For the first time in two years Stat of Alabama executed a prisoner from Death Row – using its brand new three-drug combination lethal injection.
Late on Tuesday, the US 11th Circuit Court of Appeals denied a lawsuit filed by lawyers questioning the constitutionality of the combination injection.
The new decision paves the way for the sentence to be carried out on Christopher Eugene Brooks, 43, at the Holman Correctional Facility in Atmore on Thursday.
Brooks was convicted of the December 1992 rape and murder of 23-year-old Jo Deann Campbell, who he met at a summer camp in upstate New York.
Campbell’s partially-clothed body was found under the bed in her Homewood apartment on 31st December, the day after she was seen speaking to Brooks in a restaurant.

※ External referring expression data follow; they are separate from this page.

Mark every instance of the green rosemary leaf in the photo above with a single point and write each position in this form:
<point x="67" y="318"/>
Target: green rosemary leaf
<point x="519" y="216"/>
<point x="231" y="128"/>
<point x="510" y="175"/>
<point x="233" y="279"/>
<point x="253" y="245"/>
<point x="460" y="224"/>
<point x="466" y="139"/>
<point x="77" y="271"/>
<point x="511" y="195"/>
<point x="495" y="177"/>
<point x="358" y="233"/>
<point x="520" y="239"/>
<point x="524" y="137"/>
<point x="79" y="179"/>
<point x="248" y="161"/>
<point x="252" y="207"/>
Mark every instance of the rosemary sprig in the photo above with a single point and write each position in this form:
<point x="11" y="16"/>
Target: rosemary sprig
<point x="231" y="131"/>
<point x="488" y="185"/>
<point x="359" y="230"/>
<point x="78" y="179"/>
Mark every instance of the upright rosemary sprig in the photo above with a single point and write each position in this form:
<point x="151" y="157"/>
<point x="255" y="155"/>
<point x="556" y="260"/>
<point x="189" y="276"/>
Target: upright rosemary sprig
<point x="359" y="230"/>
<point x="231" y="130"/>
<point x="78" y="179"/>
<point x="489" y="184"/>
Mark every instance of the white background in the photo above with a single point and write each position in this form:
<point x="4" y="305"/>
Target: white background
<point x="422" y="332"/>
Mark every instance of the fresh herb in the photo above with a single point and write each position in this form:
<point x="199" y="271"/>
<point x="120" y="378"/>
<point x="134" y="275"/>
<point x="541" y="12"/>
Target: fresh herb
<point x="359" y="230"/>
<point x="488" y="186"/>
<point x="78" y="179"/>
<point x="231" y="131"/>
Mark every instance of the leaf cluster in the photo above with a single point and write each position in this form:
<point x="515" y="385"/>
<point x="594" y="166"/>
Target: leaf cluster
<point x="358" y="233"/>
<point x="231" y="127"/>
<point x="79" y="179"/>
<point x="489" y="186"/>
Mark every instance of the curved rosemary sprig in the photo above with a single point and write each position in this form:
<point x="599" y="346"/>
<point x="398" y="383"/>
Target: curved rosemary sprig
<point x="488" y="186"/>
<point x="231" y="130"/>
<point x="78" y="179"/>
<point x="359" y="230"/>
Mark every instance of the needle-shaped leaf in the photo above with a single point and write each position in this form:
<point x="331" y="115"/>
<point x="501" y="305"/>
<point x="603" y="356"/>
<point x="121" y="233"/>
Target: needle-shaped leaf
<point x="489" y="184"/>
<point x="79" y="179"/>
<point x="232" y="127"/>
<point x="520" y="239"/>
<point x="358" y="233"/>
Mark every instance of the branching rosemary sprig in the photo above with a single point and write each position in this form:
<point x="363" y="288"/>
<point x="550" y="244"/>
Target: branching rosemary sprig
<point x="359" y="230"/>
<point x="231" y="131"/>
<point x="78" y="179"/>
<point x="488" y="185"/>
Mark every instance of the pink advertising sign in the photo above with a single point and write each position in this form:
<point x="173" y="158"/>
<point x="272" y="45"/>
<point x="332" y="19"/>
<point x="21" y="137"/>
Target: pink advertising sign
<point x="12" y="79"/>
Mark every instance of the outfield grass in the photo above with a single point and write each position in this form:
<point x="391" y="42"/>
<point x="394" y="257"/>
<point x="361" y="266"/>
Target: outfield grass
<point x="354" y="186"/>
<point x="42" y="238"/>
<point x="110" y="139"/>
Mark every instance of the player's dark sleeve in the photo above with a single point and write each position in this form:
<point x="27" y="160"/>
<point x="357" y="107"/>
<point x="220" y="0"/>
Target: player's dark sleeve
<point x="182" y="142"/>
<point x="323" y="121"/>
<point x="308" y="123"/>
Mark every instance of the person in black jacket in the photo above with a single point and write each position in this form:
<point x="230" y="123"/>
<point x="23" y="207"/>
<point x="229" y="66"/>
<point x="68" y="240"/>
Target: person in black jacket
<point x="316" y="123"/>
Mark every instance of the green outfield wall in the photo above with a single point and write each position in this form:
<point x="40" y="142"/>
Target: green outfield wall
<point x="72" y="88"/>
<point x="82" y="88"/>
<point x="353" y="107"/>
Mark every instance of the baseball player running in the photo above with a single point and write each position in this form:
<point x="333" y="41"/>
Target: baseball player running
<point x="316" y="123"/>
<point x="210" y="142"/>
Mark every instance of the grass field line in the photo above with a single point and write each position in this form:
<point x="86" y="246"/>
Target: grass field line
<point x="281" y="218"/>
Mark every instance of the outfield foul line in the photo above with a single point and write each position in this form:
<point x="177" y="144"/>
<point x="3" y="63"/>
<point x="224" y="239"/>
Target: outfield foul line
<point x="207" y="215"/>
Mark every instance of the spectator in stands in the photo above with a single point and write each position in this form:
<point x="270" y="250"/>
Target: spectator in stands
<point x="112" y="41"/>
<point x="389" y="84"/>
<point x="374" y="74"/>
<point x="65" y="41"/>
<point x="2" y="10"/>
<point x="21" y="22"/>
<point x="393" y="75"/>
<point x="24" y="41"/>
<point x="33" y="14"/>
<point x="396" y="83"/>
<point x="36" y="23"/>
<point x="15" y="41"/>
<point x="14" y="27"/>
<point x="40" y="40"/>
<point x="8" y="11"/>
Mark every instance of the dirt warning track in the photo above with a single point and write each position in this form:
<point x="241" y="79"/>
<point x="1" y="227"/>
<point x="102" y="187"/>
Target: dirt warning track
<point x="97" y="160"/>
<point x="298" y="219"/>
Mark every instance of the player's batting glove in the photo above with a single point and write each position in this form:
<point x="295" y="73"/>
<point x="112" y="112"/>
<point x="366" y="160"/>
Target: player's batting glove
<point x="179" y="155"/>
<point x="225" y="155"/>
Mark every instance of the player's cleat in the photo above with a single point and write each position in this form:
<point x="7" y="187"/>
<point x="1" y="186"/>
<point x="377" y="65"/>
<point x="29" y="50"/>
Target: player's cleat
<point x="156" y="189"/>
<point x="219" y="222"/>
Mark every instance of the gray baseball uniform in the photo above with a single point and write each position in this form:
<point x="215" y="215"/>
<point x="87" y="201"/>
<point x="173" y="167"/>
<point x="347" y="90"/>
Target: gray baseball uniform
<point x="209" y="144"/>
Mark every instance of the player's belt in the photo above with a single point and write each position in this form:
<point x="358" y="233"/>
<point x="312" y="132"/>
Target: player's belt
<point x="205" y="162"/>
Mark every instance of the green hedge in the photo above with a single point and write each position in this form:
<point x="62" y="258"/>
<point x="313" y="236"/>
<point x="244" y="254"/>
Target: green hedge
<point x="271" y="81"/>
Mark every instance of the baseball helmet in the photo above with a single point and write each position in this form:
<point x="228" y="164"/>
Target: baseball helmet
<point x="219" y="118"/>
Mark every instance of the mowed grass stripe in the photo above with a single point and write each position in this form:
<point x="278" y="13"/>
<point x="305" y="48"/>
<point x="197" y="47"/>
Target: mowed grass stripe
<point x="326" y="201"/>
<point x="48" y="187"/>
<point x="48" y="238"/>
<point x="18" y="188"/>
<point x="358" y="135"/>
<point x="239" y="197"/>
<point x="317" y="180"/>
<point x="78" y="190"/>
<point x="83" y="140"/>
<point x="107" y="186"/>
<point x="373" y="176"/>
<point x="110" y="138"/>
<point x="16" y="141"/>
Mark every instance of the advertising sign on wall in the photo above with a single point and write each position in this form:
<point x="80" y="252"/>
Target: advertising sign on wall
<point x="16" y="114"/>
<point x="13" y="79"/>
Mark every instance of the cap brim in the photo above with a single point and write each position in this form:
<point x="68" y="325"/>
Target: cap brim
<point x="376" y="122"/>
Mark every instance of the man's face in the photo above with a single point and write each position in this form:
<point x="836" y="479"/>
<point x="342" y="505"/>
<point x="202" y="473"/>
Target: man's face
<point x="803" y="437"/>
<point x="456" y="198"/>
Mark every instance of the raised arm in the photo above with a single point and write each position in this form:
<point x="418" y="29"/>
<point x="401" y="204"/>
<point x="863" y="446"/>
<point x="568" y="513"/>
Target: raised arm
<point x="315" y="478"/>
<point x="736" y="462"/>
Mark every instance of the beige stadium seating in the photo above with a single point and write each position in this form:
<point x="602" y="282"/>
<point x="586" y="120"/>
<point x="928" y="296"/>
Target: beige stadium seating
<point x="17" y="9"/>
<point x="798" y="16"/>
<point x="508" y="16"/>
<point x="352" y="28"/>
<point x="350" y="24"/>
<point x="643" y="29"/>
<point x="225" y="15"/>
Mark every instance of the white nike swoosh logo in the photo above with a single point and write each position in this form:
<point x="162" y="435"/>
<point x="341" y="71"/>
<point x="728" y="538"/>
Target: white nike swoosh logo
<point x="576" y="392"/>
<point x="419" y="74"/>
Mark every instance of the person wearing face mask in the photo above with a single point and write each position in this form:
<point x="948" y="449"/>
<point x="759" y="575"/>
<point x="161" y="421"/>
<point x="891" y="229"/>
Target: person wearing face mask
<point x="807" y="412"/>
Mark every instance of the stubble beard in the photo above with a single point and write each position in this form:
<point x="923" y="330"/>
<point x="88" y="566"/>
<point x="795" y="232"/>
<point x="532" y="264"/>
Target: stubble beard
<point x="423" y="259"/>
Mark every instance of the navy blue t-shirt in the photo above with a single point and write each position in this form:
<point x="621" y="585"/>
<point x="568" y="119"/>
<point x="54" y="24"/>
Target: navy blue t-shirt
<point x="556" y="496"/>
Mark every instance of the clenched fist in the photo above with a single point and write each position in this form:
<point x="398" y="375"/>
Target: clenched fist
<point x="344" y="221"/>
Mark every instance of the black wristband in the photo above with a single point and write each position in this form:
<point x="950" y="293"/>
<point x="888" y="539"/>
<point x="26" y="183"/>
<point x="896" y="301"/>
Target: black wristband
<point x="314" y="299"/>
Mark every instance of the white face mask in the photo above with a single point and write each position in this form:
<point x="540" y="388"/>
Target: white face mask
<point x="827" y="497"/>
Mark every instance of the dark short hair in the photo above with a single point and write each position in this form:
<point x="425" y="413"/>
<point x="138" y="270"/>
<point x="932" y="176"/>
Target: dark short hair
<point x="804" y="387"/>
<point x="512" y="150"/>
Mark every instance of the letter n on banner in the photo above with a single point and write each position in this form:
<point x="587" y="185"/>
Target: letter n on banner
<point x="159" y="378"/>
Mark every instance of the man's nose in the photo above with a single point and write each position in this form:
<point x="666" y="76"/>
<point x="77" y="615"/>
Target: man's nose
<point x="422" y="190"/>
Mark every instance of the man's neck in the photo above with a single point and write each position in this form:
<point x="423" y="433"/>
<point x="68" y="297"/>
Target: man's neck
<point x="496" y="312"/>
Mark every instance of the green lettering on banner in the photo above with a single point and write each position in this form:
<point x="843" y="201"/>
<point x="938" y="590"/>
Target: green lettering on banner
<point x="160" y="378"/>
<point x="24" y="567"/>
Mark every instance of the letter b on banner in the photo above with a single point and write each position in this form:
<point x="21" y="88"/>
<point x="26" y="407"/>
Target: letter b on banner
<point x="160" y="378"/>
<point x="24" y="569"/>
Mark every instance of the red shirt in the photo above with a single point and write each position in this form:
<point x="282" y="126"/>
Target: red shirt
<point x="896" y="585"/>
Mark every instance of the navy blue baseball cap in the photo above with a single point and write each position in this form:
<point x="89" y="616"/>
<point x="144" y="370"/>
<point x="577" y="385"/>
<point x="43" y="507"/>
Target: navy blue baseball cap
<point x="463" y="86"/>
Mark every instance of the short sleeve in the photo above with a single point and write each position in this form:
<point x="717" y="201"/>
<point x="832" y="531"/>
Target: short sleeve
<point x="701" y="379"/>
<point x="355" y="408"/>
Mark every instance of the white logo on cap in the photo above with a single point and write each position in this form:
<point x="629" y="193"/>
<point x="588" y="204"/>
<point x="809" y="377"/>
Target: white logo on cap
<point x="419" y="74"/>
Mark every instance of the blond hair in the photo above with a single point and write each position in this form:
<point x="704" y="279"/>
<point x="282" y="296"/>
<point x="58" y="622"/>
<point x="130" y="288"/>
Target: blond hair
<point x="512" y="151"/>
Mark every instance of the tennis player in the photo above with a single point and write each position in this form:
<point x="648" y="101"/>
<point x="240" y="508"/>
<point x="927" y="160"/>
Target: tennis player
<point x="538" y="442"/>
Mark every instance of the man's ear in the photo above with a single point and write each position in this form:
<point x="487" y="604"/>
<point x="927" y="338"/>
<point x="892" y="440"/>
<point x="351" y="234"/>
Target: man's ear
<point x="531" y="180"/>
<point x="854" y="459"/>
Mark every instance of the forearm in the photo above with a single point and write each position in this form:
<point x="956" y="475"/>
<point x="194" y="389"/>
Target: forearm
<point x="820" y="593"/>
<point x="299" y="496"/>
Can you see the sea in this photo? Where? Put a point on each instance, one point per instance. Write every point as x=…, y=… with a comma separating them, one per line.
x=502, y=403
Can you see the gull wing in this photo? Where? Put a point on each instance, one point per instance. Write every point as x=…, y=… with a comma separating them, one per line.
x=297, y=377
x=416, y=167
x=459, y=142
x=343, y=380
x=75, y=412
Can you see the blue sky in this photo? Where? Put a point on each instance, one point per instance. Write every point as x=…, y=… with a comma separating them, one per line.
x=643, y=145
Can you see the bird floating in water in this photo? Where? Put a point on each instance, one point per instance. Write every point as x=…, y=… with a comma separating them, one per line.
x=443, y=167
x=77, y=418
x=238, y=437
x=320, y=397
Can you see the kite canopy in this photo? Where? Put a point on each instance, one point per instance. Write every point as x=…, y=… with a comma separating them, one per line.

Court records indicate fingerprint evidence and analysis of semen found on the body were consistent with samples taken from Brooks.
The last time Alabama executed an inmate was 2013. Since then legal wrangling and problems over the state’s preferred lethal injection have put a stop to death sentences being carried out.
The failed lawsuit launched by Brooks and five other inmates claimed that’s Alabama’s new injection combination – which includes the drugs midazolam, rocuronium bromide, and potassium chloride – created a substantial risk of breaching the 8th Amendment’s clause on Cruel and Unusual Punishment.
The trial court denied Brook’s application for a stay on the grounds he had failed to indicate a feasible alternative method of execution, as required by case law.
At his original trial, the jury had recommended 11-1 for the death sentence.
The state of Alabama argues the new drug combination is “virtually identical” to the one used – without problem – by Florida.
Lawyers for Brooks, however, have argued midazolam was involved in problematic recent executions, including one in Oklahoma where prisoner Clayton Lockett took some 43 minutes to die.